Programmer and NZ PC World columnist Geoff Palmer left New Zealand in May for the UK and took two-and-a-half weeks to find a job. He had three job offers from five interviews, and although he has now been working for six weeks he is still being chased by potential employers.
He says the skills most in demand are CICS, Cobol and DB2, while business analysts and people with any Microsoft certifications are also sought. “At a rough guess I’d say I have around 20 friends and former colleagues from the industry over here at the moment.”
He says most are in their early to mid-30s and for many it’s a return visit rather than their first overseas experience. “Many have property back in New Zealand and see a trip to Blighty as a quick way of paying off the mortgage.”
One IT manager, who did not wish to be named, blames the attitude of senior management for the brain drain. “IT is still seen as an expense rather than an asset.” He knows of a number of IT managers who have left New Zealand for countries where they “feel appreciated” for the work they do. “Companies invest as little as they can get away with but expect to get a lot out of it.”

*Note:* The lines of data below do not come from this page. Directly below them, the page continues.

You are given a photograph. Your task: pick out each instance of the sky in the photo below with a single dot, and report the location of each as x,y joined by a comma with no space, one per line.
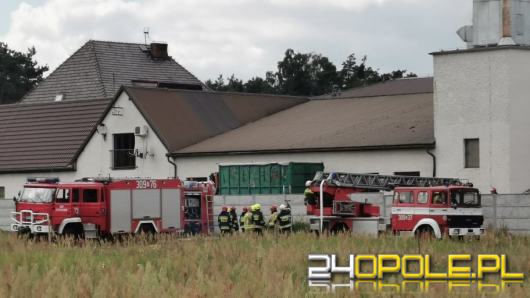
243,37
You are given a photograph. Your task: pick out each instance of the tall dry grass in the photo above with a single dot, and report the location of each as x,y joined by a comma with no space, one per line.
236,266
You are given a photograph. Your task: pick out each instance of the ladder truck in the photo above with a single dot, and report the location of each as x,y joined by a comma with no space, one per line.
421,206
100,207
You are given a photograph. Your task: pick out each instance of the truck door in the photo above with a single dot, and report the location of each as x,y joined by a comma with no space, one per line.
438,208
62,206
403,211
92,207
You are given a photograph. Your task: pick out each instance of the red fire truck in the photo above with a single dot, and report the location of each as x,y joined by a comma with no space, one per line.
95,207
421,205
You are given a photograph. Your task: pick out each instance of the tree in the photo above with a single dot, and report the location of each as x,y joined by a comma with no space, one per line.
309,74
18,73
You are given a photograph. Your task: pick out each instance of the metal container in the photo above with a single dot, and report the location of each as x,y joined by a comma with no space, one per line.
272,178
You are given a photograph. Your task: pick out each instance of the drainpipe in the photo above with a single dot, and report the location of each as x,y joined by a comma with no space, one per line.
433,161
174,165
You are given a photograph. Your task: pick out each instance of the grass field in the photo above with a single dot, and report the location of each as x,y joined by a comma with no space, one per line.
235,266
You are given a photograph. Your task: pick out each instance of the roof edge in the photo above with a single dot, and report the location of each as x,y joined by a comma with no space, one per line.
69,168
306,150
481,49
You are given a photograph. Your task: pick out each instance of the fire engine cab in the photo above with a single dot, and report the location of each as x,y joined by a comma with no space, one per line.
420,205
96,207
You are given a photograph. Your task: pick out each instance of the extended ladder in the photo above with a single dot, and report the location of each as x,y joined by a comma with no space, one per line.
382,182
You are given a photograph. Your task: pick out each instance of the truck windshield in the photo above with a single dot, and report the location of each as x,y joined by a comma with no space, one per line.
37,195
465,198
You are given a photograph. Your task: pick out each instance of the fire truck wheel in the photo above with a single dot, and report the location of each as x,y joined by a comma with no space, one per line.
73,230
425,232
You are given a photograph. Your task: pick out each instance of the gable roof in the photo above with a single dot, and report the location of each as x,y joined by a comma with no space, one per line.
385,122
99,68
182,118
46,136
387,88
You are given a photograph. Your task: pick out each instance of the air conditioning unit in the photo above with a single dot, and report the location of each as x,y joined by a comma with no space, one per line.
141,131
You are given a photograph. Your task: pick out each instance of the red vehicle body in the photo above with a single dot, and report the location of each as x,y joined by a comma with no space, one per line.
93,208
451,208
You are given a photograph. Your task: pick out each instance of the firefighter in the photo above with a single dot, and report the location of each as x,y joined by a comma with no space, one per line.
233,219
309,195
242,219
285,219
224,221
248,225
271,224
257,219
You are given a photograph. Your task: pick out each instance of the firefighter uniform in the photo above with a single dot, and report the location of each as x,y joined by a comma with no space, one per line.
271,224
257,219
285,219
248,224
242,219
224,222
233,220
309,195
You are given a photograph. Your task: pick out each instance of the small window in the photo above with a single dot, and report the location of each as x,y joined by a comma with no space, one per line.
472,153
409,174
90,195
439,198
423,197
63,196
403,197
123,152
75,195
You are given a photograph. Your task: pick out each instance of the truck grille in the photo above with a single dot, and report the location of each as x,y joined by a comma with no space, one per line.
465,221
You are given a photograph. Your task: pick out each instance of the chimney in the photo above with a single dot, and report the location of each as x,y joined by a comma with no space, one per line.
158,50
506,24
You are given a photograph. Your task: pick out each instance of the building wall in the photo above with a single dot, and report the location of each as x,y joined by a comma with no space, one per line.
95,160
382,162
483,94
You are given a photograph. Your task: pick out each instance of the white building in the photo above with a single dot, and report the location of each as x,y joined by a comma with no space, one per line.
469,122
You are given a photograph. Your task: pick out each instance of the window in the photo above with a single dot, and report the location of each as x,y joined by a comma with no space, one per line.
409,174
75,195
423,197
403,197
472,153
63,196
439,198
123,153
90,195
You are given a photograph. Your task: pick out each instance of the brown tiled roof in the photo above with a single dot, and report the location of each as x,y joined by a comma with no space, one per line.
45,136
388,88
99,68
400,121
182,118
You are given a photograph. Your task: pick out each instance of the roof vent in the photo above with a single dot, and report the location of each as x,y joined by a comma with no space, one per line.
159,50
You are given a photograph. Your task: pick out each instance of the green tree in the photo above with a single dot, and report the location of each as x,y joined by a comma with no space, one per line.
306,74
19,73
260,85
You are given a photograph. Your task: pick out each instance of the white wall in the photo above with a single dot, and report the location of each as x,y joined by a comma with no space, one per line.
383,162
95,160
484,94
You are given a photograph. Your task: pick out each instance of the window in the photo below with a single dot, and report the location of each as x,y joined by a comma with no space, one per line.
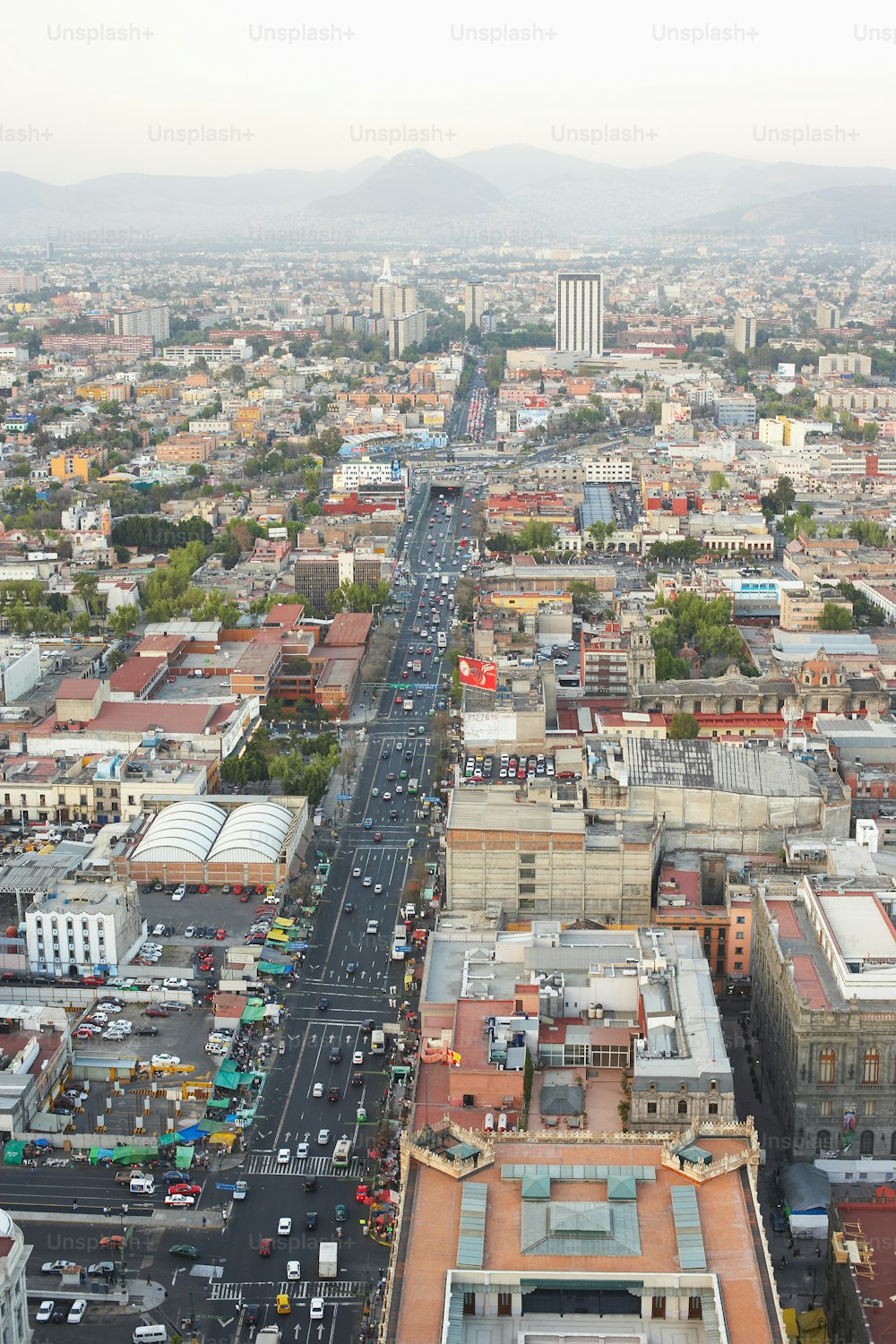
871,1066
826,1066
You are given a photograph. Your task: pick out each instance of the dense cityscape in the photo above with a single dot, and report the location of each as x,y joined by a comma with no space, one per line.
447,779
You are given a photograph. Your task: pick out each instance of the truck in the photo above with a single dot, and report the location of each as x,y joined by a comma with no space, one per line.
327,1265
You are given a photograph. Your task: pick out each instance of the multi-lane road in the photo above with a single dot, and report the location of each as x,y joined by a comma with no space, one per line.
370,870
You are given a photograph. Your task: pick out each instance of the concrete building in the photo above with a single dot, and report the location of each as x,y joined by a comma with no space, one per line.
826,316
579,314
576,1236
823,1005
473,306
745,332
543,857
82,929
405,330
142,322
13,1303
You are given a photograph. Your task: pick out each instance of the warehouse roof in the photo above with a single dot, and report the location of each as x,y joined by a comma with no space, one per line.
712,765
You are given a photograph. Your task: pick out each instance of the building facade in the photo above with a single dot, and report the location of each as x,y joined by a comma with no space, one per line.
579,314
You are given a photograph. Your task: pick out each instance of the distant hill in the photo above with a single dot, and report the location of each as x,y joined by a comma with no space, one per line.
844,215
416,183
519,193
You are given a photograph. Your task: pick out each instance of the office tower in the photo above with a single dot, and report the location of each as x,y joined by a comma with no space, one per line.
142,322
473,306
826,316
579,324
745,332
406,330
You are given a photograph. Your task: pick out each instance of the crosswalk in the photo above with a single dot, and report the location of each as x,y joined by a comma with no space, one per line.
266,1164
328,1288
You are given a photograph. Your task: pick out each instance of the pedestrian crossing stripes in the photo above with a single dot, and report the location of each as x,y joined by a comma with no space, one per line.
266,1164
247,1292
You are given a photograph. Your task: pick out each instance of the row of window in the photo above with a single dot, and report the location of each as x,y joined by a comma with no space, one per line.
868,1072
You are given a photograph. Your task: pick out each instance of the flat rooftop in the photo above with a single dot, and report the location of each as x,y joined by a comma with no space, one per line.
599,1214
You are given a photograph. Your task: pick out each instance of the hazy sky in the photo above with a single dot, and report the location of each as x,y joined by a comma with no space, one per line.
629,85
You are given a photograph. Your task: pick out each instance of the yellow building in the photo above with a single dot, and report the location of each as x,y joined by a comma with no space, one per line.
74,467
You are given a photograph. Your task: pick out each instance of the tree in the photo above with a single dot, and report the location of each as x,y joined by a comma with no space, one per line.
123,620
683,728
834,617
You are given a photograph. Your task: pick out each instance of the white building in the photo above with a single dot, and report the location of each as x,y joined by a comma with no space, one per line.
579,314
142,322
13,1303
83,925
610,468
19,669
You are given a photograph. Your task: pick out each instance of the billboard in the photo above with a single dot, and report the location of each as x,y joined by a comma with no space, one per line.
476,672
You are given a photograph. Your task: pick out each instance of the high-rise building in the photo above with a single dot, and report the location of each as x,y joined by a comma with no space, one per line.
406,330
390,297
473,306
579,323
142,322
826,316
745,332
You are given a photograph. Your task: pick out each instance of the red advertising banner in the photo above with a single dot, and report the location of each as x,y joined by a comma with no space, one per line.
474,672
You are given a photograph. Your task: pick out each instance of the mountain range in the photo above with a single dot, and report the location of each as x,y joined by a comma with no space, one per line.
512,191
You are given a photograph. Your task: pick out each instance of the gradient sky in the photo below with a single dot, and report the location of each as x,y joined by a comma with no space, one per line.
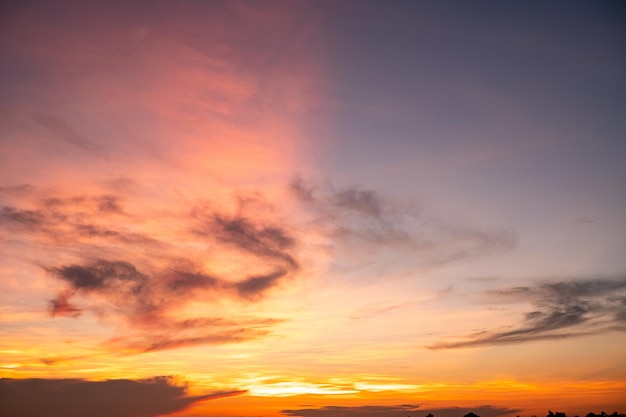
312,208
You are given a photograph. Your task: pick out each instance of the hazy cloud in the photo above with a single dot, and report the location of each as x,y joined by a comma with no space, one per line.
118,268
363,221
145,302
61,129
79,398
563,309
398,411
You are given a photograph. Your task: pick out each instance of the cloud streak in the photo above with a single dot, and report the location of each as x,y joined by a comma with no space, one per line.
78,397
398,411
563,310
112,263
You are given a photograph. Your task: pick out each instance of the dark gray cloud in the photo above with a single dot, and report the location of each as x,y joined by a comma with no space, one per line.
399,411
363,221
28,219
144,301
270,241
79,398
563,309
122,272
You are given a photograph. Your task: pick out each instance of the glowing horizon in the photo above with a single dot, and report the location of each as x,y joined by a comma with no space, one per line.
312,208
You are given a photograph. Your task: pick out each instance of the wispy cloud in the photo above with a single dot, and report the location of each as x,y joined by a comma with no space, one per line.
398,411
112,262
564,309
78,397
363,221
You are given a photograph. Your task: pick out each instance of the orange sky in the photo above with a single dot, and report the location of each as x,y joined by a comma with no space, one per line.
316,209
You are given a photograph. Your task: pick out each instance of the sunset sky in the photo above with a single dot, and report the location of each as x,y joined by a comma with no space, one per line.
312,208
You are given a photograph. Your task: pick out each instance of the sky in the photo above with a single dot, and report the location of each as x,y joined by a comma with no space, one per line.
312,208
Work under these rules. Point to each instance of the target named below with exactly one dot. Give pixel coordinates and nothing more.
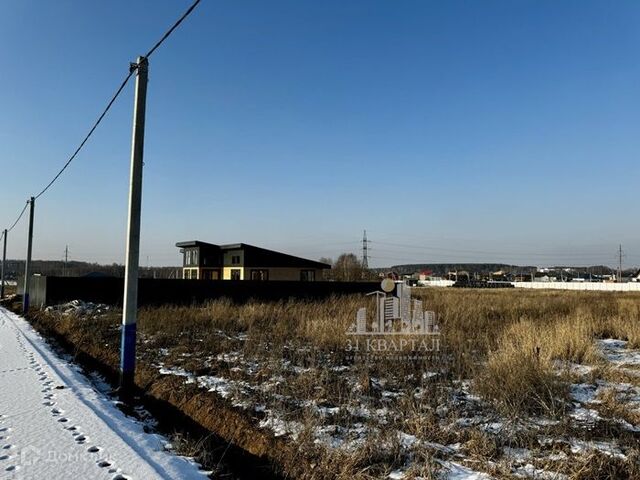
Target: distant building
(240, 261)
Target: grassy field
(537, 384)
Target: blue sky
(451, 131)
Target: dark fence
(56, 290)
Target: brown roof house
(240, 261)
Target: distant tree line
(15, 269)
(347, 268)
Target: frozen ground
(54, 424)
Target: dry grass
(509, 343)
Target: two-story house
(240, 261)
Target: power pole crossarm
(130, 306)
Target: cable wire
(170, 31)
(132, 69)
(86, 138)
(24, 209)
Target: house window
(191, 257)
(308, 275)
(260, 275)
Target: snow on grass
(57, 425)
(456, 471)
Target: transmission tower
(365, 251)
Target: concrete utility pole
(66, 260)
(620, 263)
(365, 251)
(130, 307)
(4, 261)
(27, 263)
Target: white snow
(55, 425)
(617, 352)
(455, 471)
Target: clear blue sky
(462, 131)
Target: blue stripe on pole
(128, 348)
(25, 303)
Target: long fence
(591, 286)
(109, 290)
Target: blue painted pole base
(25, 304)
(127, 358)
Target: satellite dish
(388, 285)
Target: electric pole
(620, 263)
(130, 306)
(27, 263)
(4, 261)
(365, 251)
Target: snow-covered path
(54, 424)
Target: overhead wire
(132, 69)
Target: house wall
(226, 272)
(285, 273)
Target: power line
(93, 128)
(170, 31)
(132, 69)
(480, 252)
(24, 209)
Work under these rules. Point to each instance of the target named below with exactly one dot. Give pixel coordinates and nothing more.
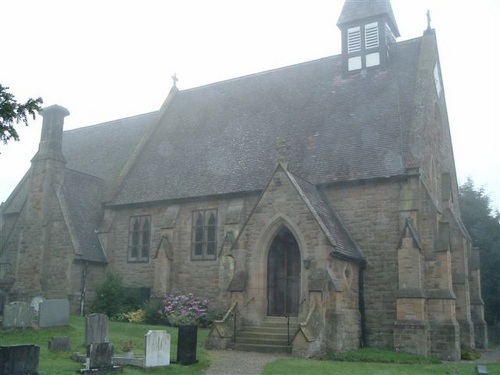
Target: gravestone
(60, 344)
(53, 313)
(96, 329)
(186, 344)
(157, 344)
(35, 303)
(100, 355)
(19, 359)
(18, 315)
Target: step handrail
(236, 310)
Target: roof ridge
(110, 122)
(260, 73)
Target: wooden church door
(283, 275)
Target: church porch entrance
(283, 275)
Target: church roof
(222, 138)
(82, 199)
(327, 217)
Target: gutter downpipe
(361, 282)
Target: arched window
(139, 239)
(204, 235)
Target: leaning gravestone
(96, 329)
(53, 313)
(157, 348)
(19, 359)
(18, 315)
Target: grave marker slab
(53, 313)
(19, 359)
(157, 344)
(18, 315)
(96, 329)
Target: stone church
(323, 194)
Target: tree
(12, 113)
(483, 226)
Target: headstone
(100, 355)
(53, 313)
(35, 303)
(96, 329)
(19, 359)
(18, 315)
(186, 344)
(60, 344)
(157, 344)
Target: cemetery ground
(120, 334)
(123, 334)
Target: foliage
(152, 310)
(382, 356)
(119, 333)
(115, 300)
(179, 309)
(468, 355)
(483, 226)
(127, 346)
(12, 113)
(138, 316)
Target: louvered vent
(353, 39)
(371, 35)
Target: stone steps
(270, 336)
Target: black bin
(186, 344)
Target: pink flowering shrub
(180, 309)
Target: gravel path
(231, 362)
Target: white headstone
(35, 303)
(157, 349)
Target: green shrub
(115, 300)
(468, 354)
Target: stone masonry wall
(370, 214)
(200, 277)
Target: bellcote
(368, 31)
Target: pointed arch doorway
(283, 275)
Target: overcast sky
(105, 60)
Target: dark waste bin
(186, 344)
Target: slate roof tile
(222, 138)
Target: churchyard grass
(392, 365)
(119, 334)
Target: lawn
(119, 333)
(61, 363)
(399, 364)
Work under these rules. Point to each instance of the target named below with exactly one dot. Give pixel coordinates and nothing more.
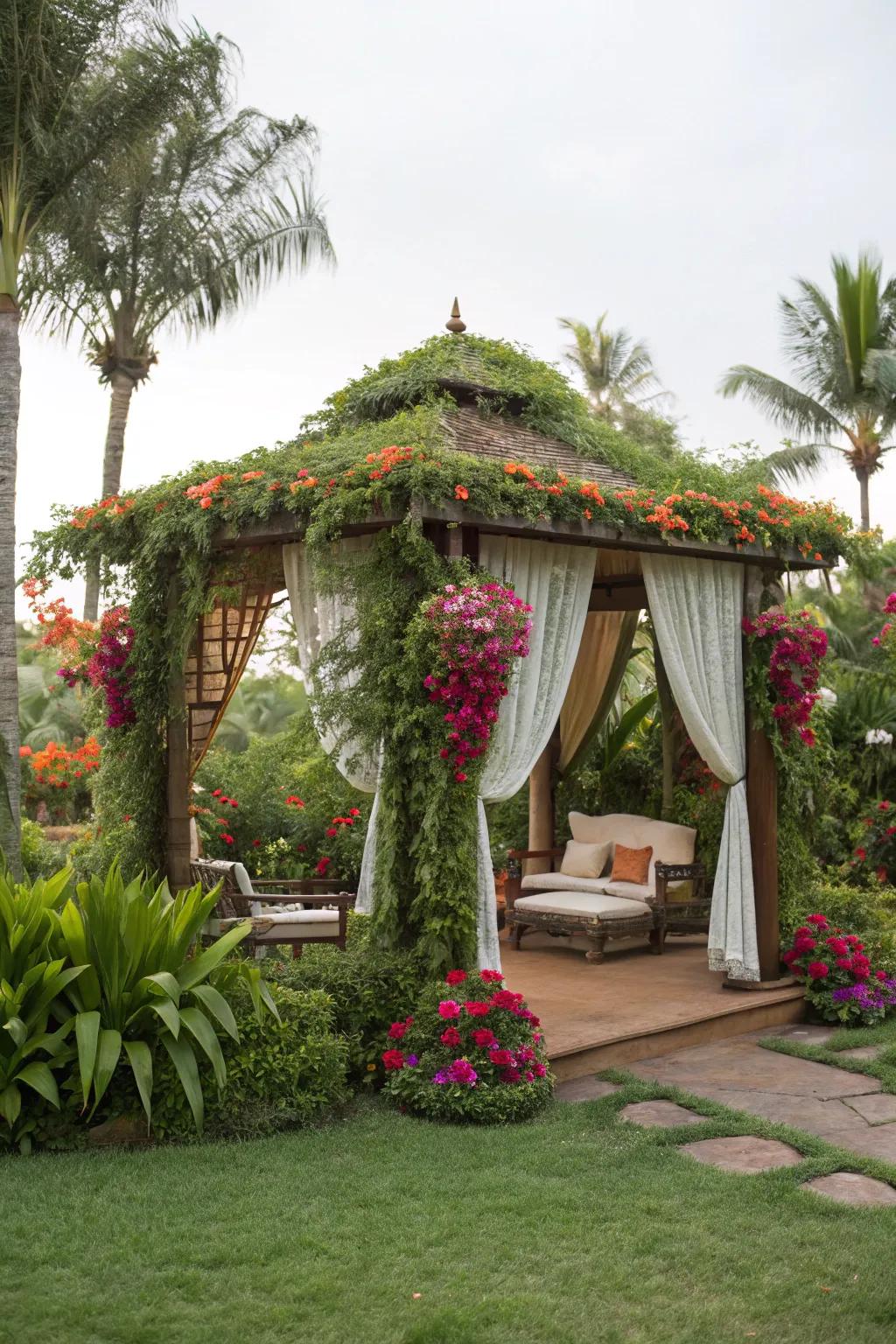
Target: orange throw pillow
(632, 864)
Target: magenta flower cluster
(890, 609)
(480, 629)
(794, 667)
(109, 667)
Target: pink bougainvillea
(480, 629)
(794, 667)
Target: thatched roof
(472, 430)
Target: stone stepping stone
(850, 1188)
(745, 1153)
(662, 1115)
(584, 1088)
(876, 1108)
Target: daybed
(587, 900)
(293, 924)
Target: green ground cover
(850, 1038)
(569, 1228)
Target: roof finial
(454, 323)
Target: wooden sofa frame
(665, 915)
(234, 903)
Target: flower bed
(841, 983)
(477, 1057)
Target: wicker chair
(305, 914)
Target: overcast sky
(672, 163)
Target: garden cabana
(586, 579)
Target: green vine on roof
(165, 539)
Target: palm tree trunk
(861, 472)
(122, 388)
(10, 386)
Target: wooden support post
(762, 808)
(178, 845)
(542, 809)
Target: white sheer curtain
(556, 582)
(696, 608)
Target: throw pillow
(584, 860)
(632, 864)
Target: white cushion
(280, 915)
(584, 860)
(670, 843)
(564, 882)
(580, 903)
(632, 890)
(281, 930)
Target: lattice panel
(225, 640)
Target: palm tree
(845, 363)
(62, 101)
(180, 233)
(618, 373)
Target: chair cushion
(580, 903)
(632, 864)
(281, 915)
(564, 882)
(670, 843)
(584, 860)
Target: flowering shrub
(838, 977)
(480, 629)
(875, 857)
(887, 639)
(794, 647)
(58, 776)
(472, 1051)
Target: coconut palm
(844, 356)
(620, 379)
(62, 102)
(178, 234)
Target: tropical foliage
(620, 381)
(223, 203)
(844, 355)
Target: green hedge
(280, 1075)
(369, 990)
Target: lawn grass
(848, 1038)
(570, 1228)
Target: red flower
(501, 1058)
(507, 999)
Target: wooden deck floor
(634, 1005)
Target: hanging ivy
(379, 449)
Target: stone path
(846, 1109)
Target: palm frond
(795, 463)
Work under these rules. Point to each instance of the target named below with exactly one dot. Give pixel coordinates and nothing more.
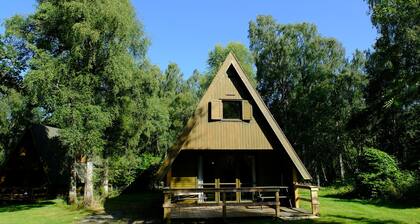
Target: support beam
(167, 208)
(314, 201)
(277, 204)
(217, 194)
(238, 194)
(224, 205)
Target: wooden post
(224, 205)
(295, 188)
(296, 193)
(314, 201)
(277, 204)
(217, 194)
(238, 194)
(167, 207)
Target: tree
(86, 60)
(310, 88)
(219, 54)
(13, 61)
(392, 95)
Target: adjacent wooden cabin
(36, 167)
(232, 152)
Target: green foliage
(310, 88)
(12, 119)
(380, 177)
(218, 55)
(124, 169)
(392, 95)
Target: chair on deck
(185, 182)
(261, 197)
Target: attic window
(231, 72)
(232, 109)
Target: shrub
(379, 176)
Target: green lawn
(139, 206)
(51, 212)
(337, 210)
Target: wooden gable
(213, 131)
(255, 130)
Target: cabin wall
(184, 171)
(226, 134)
(271, 168)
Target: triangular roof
(231, 61)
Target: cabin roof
(258, 101)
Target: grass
(50, 211)
(335, 209)
(147, 206)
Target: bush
(379, 176)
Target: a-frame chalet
(232, 150)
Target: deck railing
(313, 190)
(222, 191)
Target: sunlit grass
(51, 212)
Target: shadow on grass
(129, 207)
(352, 197)
(366, 220)
(19, 206)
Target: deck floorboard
(238, 212)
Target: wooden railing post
(238, 194)
(314, 201)
(167, 207)
(277, 204)
(296, 195)
(224, 205)
(217, 194)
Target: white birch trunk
(88, 196)
(73, 182)
(105, 182)
(340, 158)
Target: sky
(185, 31)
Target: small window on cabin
(232, 109)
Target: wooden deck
(239, 212)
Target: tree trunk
(340, 158)
(105, 178)
(318, 180)
(324, 173)
(73, 183)
(88, 196)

New Zealand IT managers seem to be a loyal lot — 26 respondents claimed they had not been “actively looking” for overseas positions in the past year.
Brett Cook, IT manager for shipping specialists P&O Nedlloyd, has a different approach to the idea of brain drain. “We have a secondment scheme that allows us to travel around the world without having all the hassles.” Cook has been paid to travel to Europe and work there for P&O, and hasn’t felt the need to look for jobs elsewhere.
“I’ve got two guys overseas at the moment. It means they get to scratch the travel itch and we don’t lose their services.” Cook also believes many IT specialists aren’t in the job for the money but rather for the challenge, something they can get here in New Zealand, along with a high standard of living.
Palmer agrees, saying New Zealand companies can’t match the money being offered overseas but can do other things. “The company I’m working for, for example, must have the highest proportion of women of any DP [data processing] shop I’ve ever seen. Most are married with kids and the company is very flexible in its working arrangements to accommodate them — flexi-time, working from home, part-time work during school hours.”
Overall, however, the view of the brain drain problem is that it’s getting worse. One manager claimed that many New Zealand companies were too small for their staff to be poached by an overseas agency and that most moved up the ladder to a larger employer before making the leap overseas. The figures tend to agree with that point of view — eight respondents felt the situation hadn’t changed much, another eight had no opinion, while everyone else felt it was worse.
Palmer does sound a note a caution for would-be migrants. “Be quick. Signs of an economic slow-down are beginning to emerge over here — reduced consumer spending, falling exports and a levelling off of house prices.”
He says that in broad terms, full-time work will pay between £25,000 and £35,000 a year, with contracting paying between £50,000 and £100,000.